China Weather TV (中国天气频道 (Zhōngguó tiānqì píndào)) is a TV channel that was established by China Meteorological Administration in May 2006. The channel provides meteorological information and other related life service information. It is also the first meteorological TV channel in China. In January 2013, the channel won an award naming it "The most valuable TV media for public welfare spreading".

== Brief introduction ==
China Weather TV is a meteorological TV channel established by China Meteorological Administration and undertaken by Huafeng Meteorological Video Information Group. It began broadcasting on May 18, 2006. Its purpose is "Prevent disasters, serve people". It provides public meteorological service and meteorological disasters preventing service.

== List of programs ==

| Chinese name | Playing time | Length | References |
| 风云进行时 | Live:07:00 10:00 12:00 16:00 19:00 Replay:08:00 09:00 11:00 13:00 14:00 15:00 17:00 18:00 20:00 21:00 22:00 23:00 | 5 min |  |
| 天气直播间 | Live:06:30 08:30 11:30 15:30 18:30 Replay:10:30 13:30 17:30 (Monday to Friday) 20:30 (Monday to Friday) 23:30 | 25 min |
| 三农新气象 | Live:07:30(Saturday) Replay:07:30(Sunday to Friday) | 5 min |
| 气象万千 | Live:07:45(Monday to Friday); 09:20(Saturday and Sunday) Replay:09:20 12:30 17:20(Monday to Thursday); 09:20 12:30 17:20 21:50 22:50(Friday); 12:30 19:40 21:50 22:50(Saturday and Sunday) | 5 min |
| 风云纪录 | Live:21:30 22:30 (Saturday and Sunday) Replay:15:30 14:30 21:30 22:30(Monday to Friday) | 25 min |
| 气象今日谈 | Live:20:05(Monday, Wednesday and Friday) Replay:21:40 22:40(Monday and Wednesday); 12:10(Tuesday and Thursday) 10:40 12:10(Saturday) | 15 min |
| 本地天气预报 | From 06:56 to 23:56, every 30 minutes (On XX:26 and XX:56) | 4 min |

== List of hosts ==

- Feng Shu 冯殊
- Guan Jie 关洁
- Guan Wenjun 管文君
- Jin Wei 金威
- Liu Chao 刘超
- Liu Haibo 刘海波
- Kong Deqiao 孔德俏
- Ma Wen 马雯
- Mu Wei 穆微
- Wang Lanyi 王蓝一
- Wei Dan 魏丹
- Xu Conglin 徐丛林
- Xu Peng 徐鹏
- Zhang Jianhua 张建华
- Zhang Shuai 张帅

== Awards ==
In January 2013, China Weather TV was assessed as "2012 China Media Academy Award · Annual Media Organization" and won an award named "The most valuable TV media for public welfare spreading".
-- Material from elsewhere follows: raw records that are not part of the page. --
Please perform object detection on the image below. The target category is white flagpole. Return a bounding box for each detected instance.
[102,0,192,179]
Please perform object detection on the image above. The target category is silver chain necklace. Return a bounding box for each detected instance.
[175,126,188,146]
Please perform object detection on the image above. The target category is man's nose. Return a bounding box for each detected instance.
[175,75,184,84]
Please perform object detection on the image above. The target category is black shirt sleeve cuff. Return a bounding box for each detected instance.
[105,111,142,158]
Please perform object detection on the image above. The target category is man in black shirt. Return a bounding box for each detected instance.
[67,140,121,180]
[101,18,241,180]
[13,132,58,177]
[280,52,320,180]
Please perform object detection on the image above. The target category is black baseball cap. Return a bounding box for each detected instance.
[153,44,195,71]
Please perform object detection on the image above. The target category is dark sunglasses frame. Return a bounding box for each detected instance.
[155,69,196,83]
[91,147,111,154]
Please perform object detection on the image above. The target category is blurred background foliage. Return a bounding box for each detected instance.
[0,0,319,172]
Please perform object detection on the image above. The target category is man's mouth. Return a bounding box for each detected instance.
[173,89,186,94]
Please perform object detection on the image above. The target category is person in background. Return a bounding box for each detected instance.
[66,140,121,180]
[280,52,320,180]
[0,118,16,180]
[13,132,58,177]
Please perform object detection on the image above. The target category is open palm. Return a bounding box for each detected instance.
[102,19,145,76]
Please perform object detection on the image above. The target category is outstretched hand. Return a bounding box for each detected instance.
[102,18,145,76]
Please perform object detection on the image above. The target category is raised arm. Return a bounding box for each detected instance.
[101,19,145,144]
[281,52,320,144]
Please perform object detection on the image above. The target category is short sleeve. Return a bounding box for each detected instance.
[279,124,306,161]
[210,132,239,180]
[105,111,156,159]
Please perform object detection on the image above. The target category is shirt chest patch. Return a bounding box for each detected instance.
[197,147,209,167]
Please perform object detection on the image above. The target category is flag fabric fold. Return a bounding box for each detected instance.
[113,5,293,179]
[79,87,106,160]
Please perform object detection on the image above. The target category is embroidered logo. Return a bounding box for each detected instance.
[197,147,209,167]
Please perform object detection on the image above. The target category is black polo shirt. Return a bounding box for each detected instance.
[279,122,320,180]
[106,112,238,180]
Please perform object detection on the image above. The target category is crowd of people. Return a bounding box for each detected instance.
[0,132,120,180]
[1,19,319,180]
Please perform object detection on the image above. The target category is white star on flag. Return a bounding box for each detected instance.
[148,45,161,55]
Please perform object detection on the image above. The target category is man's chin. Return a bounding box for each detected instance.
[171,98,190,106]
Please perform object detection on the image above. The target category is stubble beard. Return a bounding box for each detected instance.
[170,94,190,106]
In September 2014, China Weather TV 's programs 人与气候, 地球全角度 and 谈风说水 won awards named "The most promising program" and "The most influential media program". China Weather TV also won an award named "The top 10 social life channel award in China".

In March 2016, China Weather TV's programs 深海危机 and 国家气象播报——聚焦高温下儿童被锁车内事件 won "Kelei Cup" award. 深海危机 won the first award and 国家气象播报——聚焦高温下儿童被锁车内事件 won the third award.